MacLeod’s painful header lifts Owen J. Roberts over Spring-Ford in OT
ROYERSFORD >> You’ve probably never seen a game-winning celebration like this.
There was Kylee MacLeod down on the turf, a look of agony on her face with teammates all around, smiles turning to looks of concern.
The Owen J. Roberts senior midfielder knew she’d connected with the header, but right now all she could think about was the shooting pain in her calf.
“As soon as I hit it off my head my leg cramped,” MacLeod said. “I’m on the ground and the first thing I asked was, ‘Did it go in?’”
MacLeod may have been the last to know, but that was no problem as the Owen J. Roberts girls soccer team continued its unbeaten start to the season with a 1-0 overtime victory at Spring-Ford in what has become the Pioneer Athletic Conference’s marquee matchup.
Owen J. Roberts, the defending PAC champion who reached the PIAA Class 4A semifinals a year ago, is off to an impressive 8-0 (4-0 PAC Liberty) start. Spring-Ford fell to 3-2 (2-1) but presented a real challenge for the Wildcats despite having so many new faces after last year’s senior-stacked squad.
MacLeod’s header from a Bailey Hunt corner kick lofted perfectly over Spring-Ford goalkeeper Riley Wallace (five saves) and into the top left corner of goal with 11.8 seconds remaining in the first overtime period.

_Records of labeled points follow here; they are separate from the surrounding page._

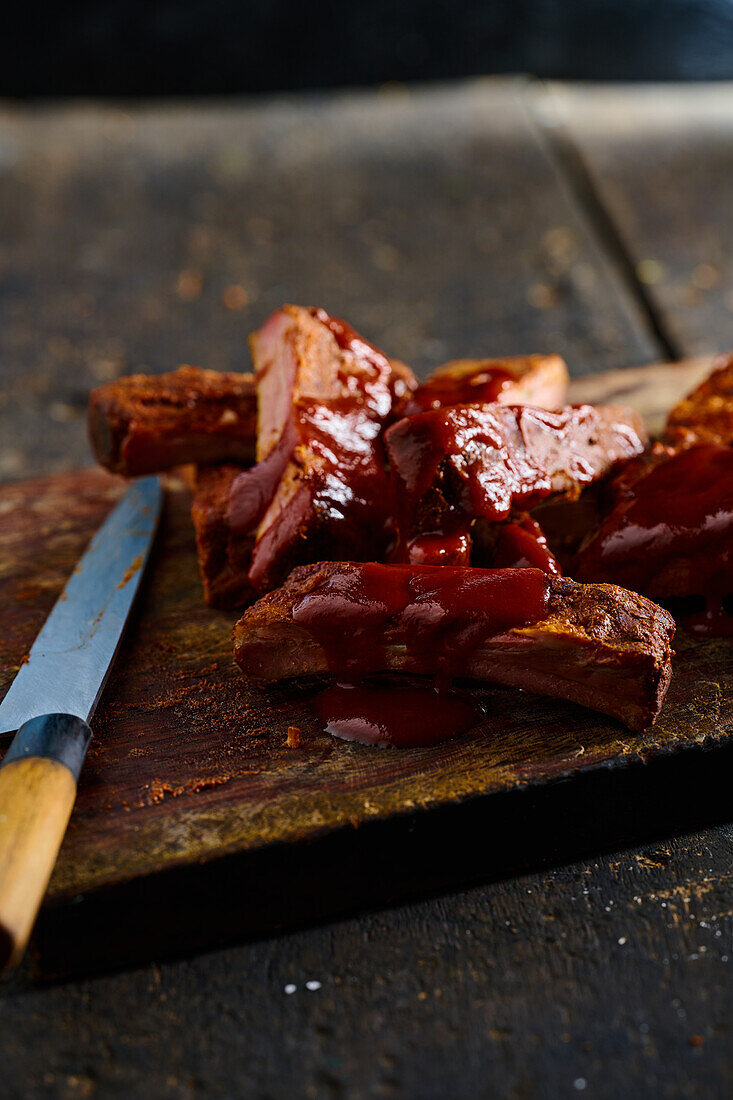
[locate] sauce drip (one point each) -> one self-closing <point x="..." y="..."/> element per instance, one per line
<point x="433" y="617"/>
<point x="678" y="517"/>
<point x="348" y="339"/>
<point x="397" y="716"/>
<point x="480" y="388"/>
<point x="522" y="545"/>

“I’m ecstatic. I can’t believe that just happened with 11.8 seconds to go,” Hunt said. “I knew we were going to win, I just had that feeling.”
Hunt has been on a scoring tear so far this season while making the most of her increased playing time as a senior. It’s impossible to replace the output of PAC scoring queen Mahogany Willis (37 goals last season), but Hunt is certainly doing her part in the front three with Sarah Kopec and Hannah Delahaye.

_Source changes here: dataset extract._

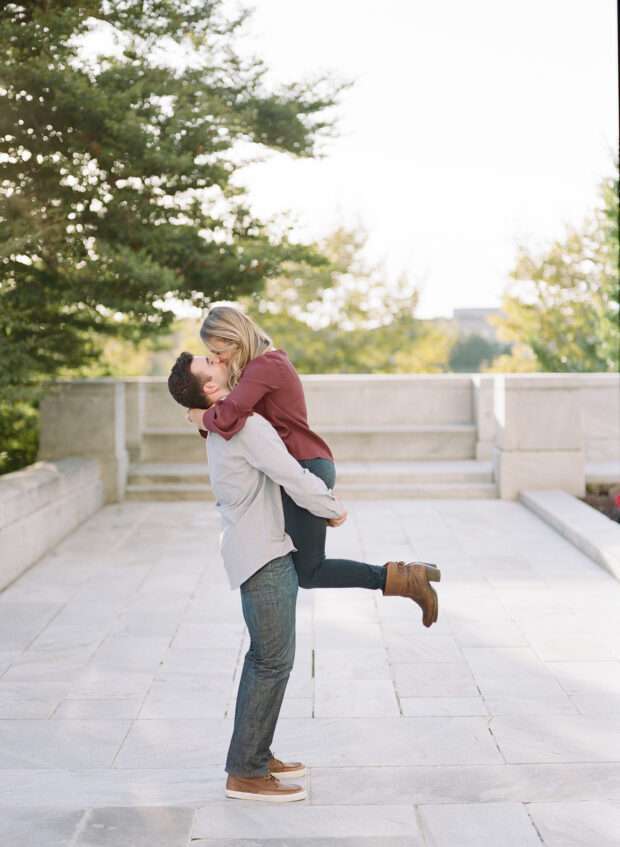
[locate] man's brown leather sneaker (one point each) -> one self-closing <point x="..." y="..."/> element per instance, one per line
<point x="282" y="769"/>
<point x="263" y="788"/>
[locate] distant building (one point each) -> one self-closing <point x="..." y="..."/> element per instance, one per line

“I’m just so happy I can do it with my team,” Hunt said. “It’s people I’ve grown up playing with so it’s been wonderful.”
Indeed, much of the OJR first XI plays on the same club team, the West-Mont United Magic, including Hunt, MacLeod, Mia Baumgarten, Gretchen Harken and Kenzie Milne.
MacLeod, arguably the best returning player in the PAC who is headed to Kutztown, got a valuable experience over the summer on another team, the Lehigh Valley Tempest. The Tempest play in the Women’s Premier Soccer League and features mostly college players looking to stay sharp in the summer months.
“That was scary,” MacLeod said of the introduction to the Tempest’s level of play. “You come in and are against these brutes. You get hit and get hit and it’s just a level of speed that I try to carry here. It’s incomparable.”
The Wildcats may have been the ones headed home happy, but Spring-Ford, under new coach Mo Hadidi, carried a real threat to put a tally in OJR’s loss column. Ella Curry, Hope Flanegin, Devin Rawley and Molly Thomas led things on the attack.
“It’s a young group compared to the last bunch of years where it was all seniors,” Hadidi said. “We’re trying players without experience but they really work together and there’s no bad feelings about who misses or who didn’t. They work and give each other motivation.”
Spring-Ford has more to figure out with not nearly as much continuity as Monday’s opponent.
“When you play three or four years together you understand every single step and know each other as a group,” Hadidi said. “But I like what I see. We have things to work on, but we’ll come back stronger.”
After OJR’s Hunt played a pair of dangerous crosses in the opening minutes of the game, chances were at a premium throughout. The Wildcats did not put enough shots on frame while the Rams needed a bit more connection in the final third. Their best chance came when Ally McVey carried the ball down the right side, passed across goal and found Rawley, who struck a good shot that was saved by OJR keeper Samantha Hughes (six saves) with 12:30 remaining in regulation.
Yet it only takes one chance and there was no one better than OJR’s new undisputed leader.
“When (last year’s seniors) left, they said, ‘This is your team now,’” MacLeod said. “This is what I came to do, what I’ve always wanted which is to win. And to do it with people you care about is a great feeling. When I’m on the field I don’t think about who we lost, it’s about who we have.”